Agnes is a singing, dancing middle school science teacher whose intricate adventures are woven through with the scientific rules that govern the Earth. Funny enough, young readers who follow Agnes just happen to absorb those very rules—and begin applying them to their studies.
“Global decisions based on science and technology are made on our behalf every day,” says Southgate, a Charleston native and longtime educator. “And yet we Americans have become a society of science-illiterate adults. It is critical that young people understand the importance of reading as a way of taking some measure of control over their lives.”
And that’s where Southgate’s energetic prose comes in, drawing late-elementary- to middle-schoolers (fans are called “Pflummsters”) into making discoveries through reading. It’s like loading a chocolate cake with beets: delicious and nutritious.
Southgate conducts Agnes-centered science lessons at schools, museums, and even for the South Carolina Maritime Foundation’s 21st Century Spirit Ocean Adventure drop-out prevention and literacy program.

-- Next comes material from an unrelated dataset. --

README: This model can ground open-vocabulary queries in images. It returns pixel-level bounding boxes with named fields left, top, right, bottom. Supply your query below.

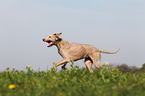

Wherever she goes, kids crowd around, asking about Agnes. Teachers write thank-you notes. The enthusiasm has even inspired Southgate to start translating the series into Spanish.
One to practice what she preaches, Southgate conducts field studies during the research phase of all her novels. A three-day trip aboard the Spirit of South Carolina in 2009 yielded factual fodder for her newest release: Agnes Pflumm and the Secret of the Seven. In that book, whose action takes place on the Spirit, Agnes embarks on a journey to discover the meaning of seven pictographs, the only hope for saving the ocean from pollution. Ironically, the book debuted in April 2010, a week before BP’s Deepwater Horizon oil spill in the Gulf of Mexico.
“Young people are such advocates for change,” enthuses Southgate. “So if we can get them over their fear of reading and science, there is hope they can turn back the tide of ocean destruction engendered by humans for the last 500 years.”